Envisagez-vous d'écrire des "polars" inspirés de faits plus récents ?

    Je n’envisage pas pour l’instant d’écrire sur des faits divers plus récents, car la plupart ont été déjà exploités.

Comment écrivez-vous ? Etablissez-vous un plan précis que vous suivez fidèlement, ou bien démarrez-vous avec une idée plus ou moins précise et ensuite vous découvrez les péripéties au fur et à mesure ?

    Je démarre avec une vague idée. Parce que si je sais trop où je vais, ça me fige. J’adore me faire des surprises en cours de route.

Et jamais de panne ? Ca m'épate un peu ces auteurs capables de pondre des pages et des pages, comme G.J. Arnaud... Je me souviens avoir entendu F. Dard dire que tous les matins il se mettait à sa machine et écrivait jusqu'à midi. Ou Pierre Magnan qui travaillait jusqu'à 5 h. comme un fonctionnaire ! Alors que, naïvement, je croyais que tout dépendait de l'inspiration, tel jour 1 page, tel jour rien, tel jour c'est la forme : 10 pages, etc.

    C'est un métier d'artisan. Il faut être sur l'établi et ça finit par venir. Le journalisme m'a été d'un grand secours, où il faut pondre son texte, même si on n'en a pas envie pour telle heure et avec tant de lignes. Qu'on ait mal à la tête, que bobonne vienne de vous plaquer pour un maître-nageur, ou que les pieds et paquets de midi ne passent pas bien.

    C'est bon, moins bon, ou franchement mauvais, mais je n'ai jamais connu la panne. Je crois que c'est un mot inconnu dans le journalisme de quotidien. Et ça aide quand on passe aux choses sérieuses. Dard était un ancien journaliste. Quant à Magnan, c'est un paysan sur son araire.

    Reste le cas G.J. Arnaud. A mon avis, lui, il possède une fonction endocrine supplémentaire


Questionnaire de "Proust" :

Quel est votre principal trait de caractère ? La loyauté

La qualité que vous préférez chez un homme?
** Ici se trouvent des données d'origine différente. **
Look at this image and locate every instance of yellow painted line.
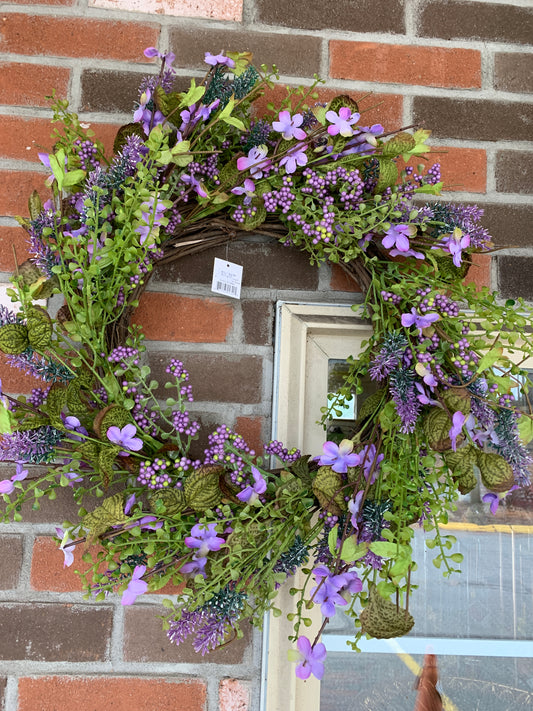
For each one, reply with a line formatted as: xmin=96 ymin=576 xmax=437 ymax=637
xmin=439 ymin=522 xmax=533 ymax=534
xmin=386 ymin=639 xmax=459 ymax=711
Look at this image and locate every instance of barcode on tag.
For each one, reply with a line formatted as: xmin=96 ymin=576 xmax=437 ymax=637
xmin=211 ymin=257 xmax=242 ymax=299
xmin=216 ymin=281 xmax=239 ymax=299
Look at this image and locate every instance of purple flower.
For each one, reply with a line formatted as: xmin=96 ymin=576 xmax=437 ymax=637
xmin=402 ymin=306 xmax=440 ymax=336
xmin=481 ymin=491 xmax=500 ymax=514
xmin=272 ymin=111 xmax=306 ymax=141
xmin=359 ymin=444 xmax=385 ymax=484
xmin=144 ymin=47 xmax=176 ymax=64
xmin=448 ymin=410 xmax=466 ymax=452
xmin=124 ymin=494 xmax=137 ymax=516
xmin=311 ymin=565 xmax=346 ymax=617
xmin=107 ymin=425 xmax=143 ymax=452
xmin=204 ymin=52 xmax=235 ymax=69
xmin=185 ymin=523 xmax=225 ymax=558
xmin=11 ymin=462 xmax=28 ymax=481
xmin=237 ymin=146 xmax=271 ymax=180
xmin=62 ymin=414 xmax=88 ymax=442
xmin=64 ymin=472 xmax=83 ymax=486
xmin=0 ymin=479 xmax=15 ymax=494
xmin=326 ymin=106 xmax=361 ymax=138
xmin=0 ymin=462 xmax=28 ymax=494
xmin=121 ymin=565 xmax=148 ymax=605
xmin=231 ymin=178 xmax=255 ymax=205
xmin=133 ymin=89 xmax=165 ymax=135
xmin=338 ymin=570 xmax=363 ymax=595
xmin=237 ymin=467 xmax=266 ymax=504
xmin=56 ymin=527 xmax=74 ymax=568
xmin=443 ymin=227 xmax=470 ymax=267
xmin=382 ymin=225 xmax=416 ymax=254
xmin=296 ymin=637 xmax=327 ymax=679
xmin=348 ymin=490 xmax=365 ymax=531
xmin=415 ymin=383 xmax=441 ymax=407
xmin=279 ymin=143 xmax=307 ymax=174
xmin=318 ymin=439 xmax=360 ymax=474
xmin=180 ymin=173 xmax=207 ymax=197
xmin=180 ymin=555 xmax=207 ymax=578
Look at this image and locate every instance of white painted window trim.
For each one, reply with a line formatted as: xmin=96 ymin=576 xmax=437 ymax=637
xmin=260 ymin=302 xmax=533 ymax=711
xmin=261 ymin=302 xmax=372 ymax=711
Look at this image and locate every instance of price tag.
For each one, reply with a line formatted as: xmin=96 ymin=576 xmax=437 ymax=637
xmin=211 ymin=257 xmax=242 ymax=299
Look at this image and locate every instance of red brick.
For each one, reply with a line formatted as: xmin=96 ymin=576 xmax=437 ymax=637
xmin=0 ymin=116 xmax=120 ymax=163
xmin=398 ymin=146 xmax=487 ymax=193
xmin=254 ymin=84 xmax=403 ymax=129
xmin=0 ymin=353 xmax=43 ymax=395
xmin=0 ymin=227 xmax=30 ymax=272
xmin=218 ymin=679 xmax=250 ymax=711
xmin=134 ymin=291 xmax=233 ymax=343
xmin=17 ymin=676 xmax=206 ymax=711
xmin=0 ymin=13 xmax=159 ymax=62
xmin=0 ymin=536 xmax=22 ymax=588
xmin=0 ymin=602 xmax=113 ymax=660
xmin=329 ymin=264 xmax=361 ymax=293
xmin=235 ymin=417 xmax=265 ymax=456
xmin=0 ymin=170 xmax=48 ymax=217
xmin=124 ymin=604 xmax=253 ymax=668
xmin=89 ymin=123 xmax=121 ymax=158
xmin=0 ymin=62 xmax=70 ymax=107
xmin=0 ymin=116 xmax=53 ymax=162
xmin=465 ymin=254 xmax=491 ymax=291
xmin=330 ymin=40 xmax=481 ymax=89
xmin=9 ymin=0 xmax=76 ymax=5
xmin=30 ymin=536 xmax=87 ymax=592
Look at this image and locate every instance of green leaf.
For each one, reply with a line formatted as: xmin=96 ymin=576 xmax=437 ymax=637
xmin=328 ymin=524 xmax=339 ymax=555
xmin=341 ymin=536 xmax=368 ymax=563
xmin=222 ymin=116 xmax=246 ymax=131
xmin=180 ymin=79 xmax=205 ymax=108
xmin=413 ymin=183 xmax=444 ymax=195
xmin=63 ymin=170 xmax=85 ymax=188
xmin=48 ymin=148 xmax=65 ymax=190
xmin=476 ymin=348 xmax=503 ymax=373
xmin=219 ymin=95 xmax=235 ymax=121
xmin=169 ymin=141 xmax=194 ymax=168
xmin=518 ymin=413 xmax=533 ymax=444
xmin=0 ymin=397 xmax=13 ymax=434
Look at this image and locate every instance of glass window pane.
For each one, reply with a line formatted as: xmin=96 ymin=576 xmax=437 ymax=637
xmin=320 ymin=363 xmax=533 ymax=711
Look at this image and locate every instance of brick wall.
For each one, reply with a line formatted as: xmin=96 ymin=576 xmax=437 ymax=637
xmin=0 ymin=0 xmax=533 ymax=711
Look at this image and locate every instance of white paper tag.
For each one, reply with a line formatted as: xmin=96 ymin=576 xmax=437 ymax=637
xmin=211 ymin=257 xmax=242 ymax=299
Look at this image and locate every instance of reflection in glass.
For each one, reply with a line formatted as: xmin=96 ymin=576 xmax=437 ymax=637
xmin=320 ymin=370 xmax=533 ymax=711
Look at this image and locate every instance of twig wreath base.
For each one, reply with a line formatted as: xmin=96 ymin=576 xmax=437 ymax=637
xmin=0 ymin=48 xmax=533 ymax=679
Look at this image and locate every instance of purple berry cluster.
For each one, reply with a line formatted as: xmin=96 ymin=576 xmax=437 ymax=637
xmin=205 ymin=425 xmax=255 ymax=485
xmin=137 ymin=458 xmax=172 ymax=489
xmin=263 ymin=439 xmax=302 ymax=464
xmin=107 ymin=346 xmax=139 ymax=370
xmin=74 ymin=139 xmax=98 ymax=170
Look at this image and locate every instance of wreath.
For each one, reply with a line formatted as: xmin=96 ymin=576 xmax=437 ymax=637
xmin=0 ymin=48 xmax=533 ymax=679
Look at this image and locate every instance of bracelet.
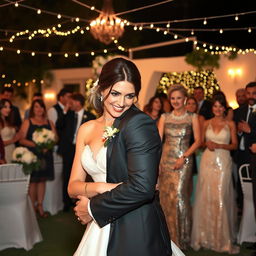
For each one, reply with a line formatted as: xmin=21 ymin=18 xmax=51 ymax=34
xmin=84 ymin=183 xmax=88 ymax=197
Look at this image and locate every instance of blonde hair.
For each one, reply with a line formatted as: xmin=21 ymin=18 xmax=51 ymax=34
xmin=167 ymin=84 xmax=188 ymax=100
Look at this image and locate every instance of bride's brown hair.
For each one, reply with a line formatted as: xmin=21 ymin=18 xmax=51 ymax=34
xmin=89 ymin=58 xmax=141 ymax=114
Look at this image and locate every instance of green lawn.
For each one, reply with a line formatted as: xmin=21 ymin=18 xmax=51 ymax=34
xmin=0 ymin=211 xmax=252 ymax=256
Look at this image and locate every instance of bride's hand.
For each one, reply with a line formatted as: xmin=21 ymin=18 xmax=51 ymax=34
xmin=98 ymin=182 xmax=123 ymax=194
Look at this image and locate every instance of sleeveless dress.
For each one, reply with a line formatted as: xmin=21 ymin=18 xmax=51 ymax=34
xmin=74 ymin=145 xmax=185 ymax=256
xmin=159 ymin=112 xmax=195 ymax=249
xmin=26 ymin=119 xmax=54 ymax=182
xmin=1 ymin=126 xmax=16 ymax=163
xmin=191 ymin=123 xmax=239 ymax=253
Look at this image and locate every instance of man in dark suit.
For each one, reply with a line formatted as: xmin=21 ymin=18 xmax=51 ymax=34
xmin=47 ymin=88 xmax=72 ymax=153
xmin=0 ymin=87 xmax=22 ymax=129
xmin=56 ymin=93 xmax=95 ymax=211
xmin=234 ymin=82 xmax=256 ymax=212
xmin=75 ymin=105 xmax=172 ymax=256
xmin=194 ymin=86 xmax=213 ymax=120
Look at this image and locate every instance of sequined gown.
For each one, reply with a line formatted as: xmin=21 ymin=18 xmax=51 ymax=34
xmin=159 ymin=112 xmax=195 ymax=249
xmin=191 ymin=124 xmax=239 ymax=253
xmin=73 ymin=145 xmax=185 ymax=256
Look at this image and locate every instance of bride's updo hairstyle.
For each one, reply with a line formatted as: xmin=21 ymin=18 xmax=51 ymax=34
xmin=90 ymin=58 xmax=141 ymax=114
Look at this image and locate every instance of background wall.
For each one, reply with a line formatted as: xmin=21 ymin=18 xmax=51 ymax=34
xmin=43 ymin=53 xmax=256 ymax=108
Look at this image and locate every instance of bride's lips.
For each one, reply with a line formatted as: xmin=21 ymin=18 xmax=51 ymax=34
xmin=112 ymin=105 xmax=124 ymax=113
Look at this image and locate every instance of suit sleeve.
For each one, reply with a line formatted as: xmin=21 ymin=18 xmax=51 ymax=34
xmin=90 ymin=114 xmax=161 ymax=227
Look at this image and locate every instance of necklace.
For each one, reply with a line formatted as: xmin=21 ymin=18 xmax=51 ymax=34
xmin=170 ymin=111 xmax=188 ymax=120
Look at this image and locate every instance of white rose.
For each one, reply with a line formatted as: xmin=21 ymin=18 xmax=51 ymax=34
xmin=22 ymin=152 xmax=33 ymax=164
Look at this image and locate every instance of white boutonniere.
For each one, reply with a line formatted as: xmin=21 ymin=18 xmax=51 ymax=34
xmin=102 ymin=125 xmax=119 ymax=147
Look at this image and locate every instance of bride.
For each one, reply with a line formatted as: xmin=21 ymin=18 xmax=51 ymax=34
xmin=68 ymin=58 xmax=182 ymax=256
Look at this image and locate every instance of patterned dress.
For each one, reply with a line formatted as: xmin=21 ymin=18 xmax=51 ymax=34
xmin=159 ymin=112 xmax=195 ymax=249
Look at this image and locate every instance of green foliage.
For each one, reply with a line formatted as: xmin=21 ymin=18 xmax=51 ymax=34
xmin=185 ymin=49 xmax=220 ymax=70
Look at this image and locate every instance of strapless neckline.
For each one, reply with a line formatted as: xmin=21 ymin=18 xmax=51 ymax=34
xmin=85 ymin=144 xmax=105 ymax=163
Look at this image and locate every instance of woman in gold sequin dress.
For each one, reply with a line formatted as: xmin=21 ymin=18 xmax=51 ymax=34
xmin=191 ymin=92 xmax=239 ymax=254
xmin=158 ymin=85 xmax=201 ymax=249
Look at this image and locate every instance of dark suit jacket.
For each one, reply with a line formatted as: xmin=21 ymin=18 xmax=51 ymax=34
xmin=198 ymin=100 xmax=213 ymax=120
xmin=234 ymin=105 xmax=254 ymax=162
xmin=12 ymin=105 xmax=22 ymax=129
xmin=90 ymin=106 xmax=171 ymax=256
xmin=56 ymin=110 xmax=95 ymax=155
La loyauté

Et chez une femme? La loyauté

Ce que vous appréciez le plus chez vos amis? La loyauté

Votre principal défaut? Je manque de confiance en moi

Votre occupation préférée? Ecouter de la musique

Votre rêve de bonheur? Ecouter de la musique

Votre plus grande peur? Ne plus pouvoir écouter de la musique

Ce que vous voudriez être? N’importe qui en l’an 3000

Où aimeriez-vous vivre ? A Marseille sans certains Marseillais

La couleur que vous aimez? Le violet archevêque

Vos auteurs favoris en prose? Flaubert, André Suarès, Boris Vian

Vos poètes préférés? Arthur Rimbaud, Charles Baudelaire, René Char

Vos héros / héroïnes dans la fiction? Frédéric Moreau (L’éducation sentimentale), Le grand Meaulnes, Tristan, Cosette

Mes héros / héroïnes dans la vie réelle? Depuis qu’enfant j’ai appris que Mermoz, que j’idolâtrais, était Croix-de-feu, je n’ai plus confiance dans les héros.

Et votre livre de chevet, si vous en avez un? J’ai un livre de chevet nouveau par soir.
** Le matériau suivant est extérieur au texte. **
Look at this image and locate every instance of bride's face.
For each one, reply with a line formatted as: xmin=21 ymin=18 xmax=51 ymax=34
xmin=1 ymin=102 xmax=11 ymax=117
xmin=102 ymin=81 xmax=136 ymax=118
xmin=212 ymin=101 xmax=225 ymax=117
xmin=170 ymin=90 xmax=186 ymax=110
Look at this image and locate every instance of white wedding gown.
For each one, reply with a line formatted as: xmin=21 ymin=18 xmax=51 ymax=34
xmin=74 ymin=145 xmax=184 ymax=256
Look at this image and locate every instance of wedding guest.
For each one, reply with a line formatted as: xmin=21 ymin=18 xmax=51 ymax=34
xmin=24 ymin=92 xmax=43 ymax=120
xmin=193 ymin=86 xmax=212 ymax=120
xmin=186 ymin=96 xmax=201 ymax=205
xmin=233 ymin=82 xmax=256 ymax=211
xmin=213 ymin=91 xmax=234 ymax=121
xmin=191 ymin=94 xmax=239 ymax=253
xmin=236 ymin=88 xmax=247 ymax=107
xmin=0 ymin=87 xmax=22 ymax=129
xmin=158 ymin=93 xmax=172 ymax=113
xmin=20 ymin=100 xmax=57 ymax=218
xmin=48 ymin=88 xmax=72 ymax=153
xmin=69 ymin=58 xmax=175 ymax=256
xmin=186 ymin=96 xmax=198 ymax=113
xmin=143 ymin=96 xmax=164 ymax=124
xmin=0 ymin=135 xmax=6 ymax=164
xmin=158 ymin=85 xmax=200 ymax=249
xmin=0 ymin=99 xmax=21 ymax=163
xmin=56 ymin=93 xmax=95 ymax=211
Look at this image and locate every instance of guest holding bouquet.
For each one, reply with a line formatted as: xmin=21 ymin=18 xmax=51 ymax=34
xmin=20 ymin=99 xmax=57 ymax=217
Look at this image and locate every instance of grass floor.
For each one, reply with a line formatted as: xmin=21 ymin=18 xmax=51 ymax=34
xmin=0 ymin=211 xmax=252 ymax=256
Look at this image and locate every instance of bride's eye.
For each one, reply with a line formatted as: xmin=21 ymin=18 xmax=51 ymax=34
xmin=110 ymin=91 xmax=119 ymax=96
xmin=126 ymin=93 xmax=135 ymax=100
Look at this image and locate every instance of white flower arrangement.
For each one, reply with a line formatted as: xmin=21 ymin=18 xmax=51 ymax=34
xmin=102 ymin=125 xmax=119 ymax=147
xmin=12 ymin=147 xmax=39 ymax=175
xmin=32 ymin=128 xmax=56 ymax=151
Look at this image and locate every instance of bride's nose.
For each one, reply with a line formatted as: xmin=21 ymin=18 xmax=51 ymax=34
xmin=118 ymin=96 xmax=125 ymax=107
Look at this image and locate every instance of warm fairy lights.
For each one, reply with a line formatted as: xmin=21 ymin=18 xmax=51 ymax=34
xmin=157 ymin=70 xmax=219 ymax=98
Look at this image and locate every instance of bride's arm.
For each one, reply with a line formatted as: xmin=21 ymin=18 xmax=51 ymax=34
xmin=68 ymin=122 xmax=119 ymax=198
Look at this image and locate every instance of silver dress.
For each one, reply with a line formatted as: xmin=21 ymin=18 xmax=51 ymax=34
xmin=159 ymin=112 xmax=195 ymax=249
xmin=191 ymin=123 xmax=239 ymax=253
Vos compositeurs classiques préférés? Bach, Mozart, Beethoven, Schubert, Wagner, Fauré, Mahler, Strauss (Richard)

Et vos compositeurs contemporains préférés? Ravel, Bartok, Stravinski, Martinu, Chostakovitch

La chanson que vous sifflez sous votre douche? La musique maçonnique funèbre K 477 de W.A. Mozart.

Les prénoms que vous préférez? Elsa

Vos peintres favoris? Bosch, Goya, Van Gogh, Marquet, Gauguin, Modigliani, Caillebotte, Matisse

Votre film culte? Casablanca (Michael Curtiz) et dans un autre genre Chantons sous la pluie de Stanley Donen

Votre actrice préférée? Yvonne de Carlo (L’esclave libre de Raoul Walsh) C’est grâce à elle qu’aux confins flous de l’adolescence j’ai opté carrément pour l’hétérosexualité.

Votre boisson préférée? Le pure malt de 12 ans d’âge. ( si possible de 18 ).

Que détestez-vous par-dessus tout? Le sans–gêne.

Quel personnage historique détestez-vous le plus? Napoléon.

La réforme historique que vous admirez le plus? L’abolition de la peine de mort.

Vos héros dans la vie réelle? Alexandre-Marius Jacob, (1879-1952) anarchiste né à Marseille, qui ne s’attaquait qu’aux nantis et rétrocédait une partie de ses rapines aux indigents. Il a inspiré le personnage d’Arsène Lupin.

Si vous deviez changer un aspect de votre apparence physique, lequel choisiriez-vous? Le temps s’en est chargé.

Votre plus grand regret? N’avoir pas été chef d’orchestre.

Les fautes qui vous inspirent le plus d'indulgence? Les fausses notes.

Comment aimeriez-vous mourir? En écoutant le prélude du 3ème acte de Tristan et Iseult de Richard Wagner.